A exposição indevida os sujeitos envolvidos em processos penais de grande repercussão não atingem somente a esfera individual, influenciando, conforme Shecaira (1996, p. 16) um "processo permanente de indução criminalizante", incentivando a majoração de penas e "constituindo-se, pois, num dos principais obstáculos à criação de uma sociedade democrática fundada nos valores de respeito aos direitos dos cidadãos e da dignidade humana. " Mascarenhas reforça com tal concepção (2013, p. 1), asseverando que os meios de comunicação geram "uma apatia e acomodação" por parte de seus consumidores, que não mais criticam, nem perguntam e acabam por ter as mesmas " soluções simplistas para os problemas mais complexos", como, no caso do direito penal, a resposta de que o aumento de penas trará mais segurança social.
Através do debate acerca da aparente colisão entre a presunção de inocência e a garantia da liberdade de informação e de imprensa, faz-se necessário nas próximas linhas discorrer acerca do terrorismo no Brasil, a lei de terrorismo para poder ia ao ponto central do trabalho, ou seja, a influência da mídia na Operação Hashtag.

2. Operação HASHTAG e a recente criminalização do terrorismo no Brasil
No dia 21 de julho de 2016 foram presos suspeitos de ligação com o grupo terrorista internacional Estado Islâmico no Brasil (EL PAÍS, 2016), na operação denominada Hashtag, implementada pela Polícia Federal às vésperas das Olimpíadas que aconteceram no Rio de Janeiro. Foram expedidos 10 mandados de prisão temporária por 30 dias podendo ser prorrogados por mais 30, em 10 estados do país, incluindo São Paulo. O líder do grupo foi preso no Paraná.
A prisão aconteceu porque os supostos terroristas estavam se preparando para um ataque ao evento, e a então recente lei brasileira que versa sobre o terrorismo, lei nº 13.260 de 2016, foi pela primeira e única vez aplicada. Na época desta prisão muito se comentava na imprensa brasileira e principalmente na imprensa internacional sobre a possibilidade de ataques terroristas nas Olimpíadas e o Brasil era duramente criticado por não estar se preparando para esta possibilidade.
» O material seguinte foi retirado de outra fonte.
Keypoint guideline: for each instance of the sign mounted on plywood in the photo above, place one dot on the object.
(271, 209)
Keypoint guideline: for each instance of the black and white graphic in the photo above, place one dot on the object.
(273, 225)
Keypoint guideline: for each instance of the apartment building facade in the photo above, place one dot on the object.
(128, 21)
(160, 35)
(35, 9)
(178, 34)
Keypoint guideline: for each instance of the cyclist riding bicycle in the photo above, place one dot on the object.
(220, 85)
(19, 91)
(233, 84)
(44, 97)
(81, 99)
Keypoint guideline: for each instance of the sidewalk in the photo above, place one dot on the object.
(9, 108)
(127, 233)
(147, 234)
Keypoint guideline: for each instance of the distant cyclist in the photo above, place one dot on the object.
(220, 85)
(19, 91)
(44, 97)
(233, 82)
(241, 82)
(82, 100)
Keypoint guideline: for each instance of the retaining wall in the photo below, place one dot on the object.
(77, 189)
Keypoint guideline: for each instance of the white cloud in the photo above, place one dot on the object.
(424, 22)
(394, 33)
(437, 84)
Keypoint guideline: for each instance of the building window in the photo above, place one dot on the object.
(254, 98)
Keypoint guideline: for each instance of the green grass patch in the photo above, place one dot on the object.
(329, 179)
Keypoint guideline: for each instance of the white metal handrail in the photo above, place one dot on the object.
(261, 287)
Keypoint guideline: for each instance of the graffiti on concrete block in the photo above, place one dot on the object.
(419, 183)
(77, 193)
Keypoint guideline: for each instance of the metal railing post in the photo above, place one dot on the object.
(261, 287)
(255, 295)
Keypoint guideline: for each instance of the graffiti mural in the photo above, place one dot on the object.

2.1 Mandamento constitucional de criminalização
A norma constitucional tem o papel de estabelecer a estruturação do Estado, bem como fixar outras normas e determinar os direitos e deveres fundamentais dos indivíduos, razão pela qual é conhecida como Lei Fundamental, tornando-se base de todo o direito pelo o ordenamento jurídico que a adota , sendo sobreposta aos demais atos normativos, compondo o ápice dentro da pirâmide das normas legislativas dentro de um determinado espaço territorial, além de servir como parâmetro de validade para as demais espécies normativas.
A Constituição de 1988, também denominada de Constituição Cidadã, estabeleceu em seu art. 4° os princípios que regem as relações internacionais, entre eles podemos encontrar o repúdio ao terrorismo, porém o constituinte originário também impôs dentro do rol de direitos e garantias fundamentais do art. 5° a criminalização de certas condutas, entre elas no inciso XLIII estabeleceu que "são crimes inafiançáveis e insuscetíveis de graça e anistia a prática da tortura, o tráfico ilícito de entorpecentes e drogas afins, o terrorismo e os crimes definidos como hediondos". Estes casos, em que o constituinte legitima a atividade do legislador penal, são denominados mandado de criminalização, impondo a obrigação de criminalizar determinadas condutas e vedando determinados benefícios penais e processuais. De acordo com Feldens (2008, p. 47) "ao estabelecer mandados de penalização, o constituinte, onde fez, afastou do âmbito da liberdade de configuração do legislador a decisão sobre merecerem, ou não, os bens ou interesses envolvidos, a tutela jurídico-penal".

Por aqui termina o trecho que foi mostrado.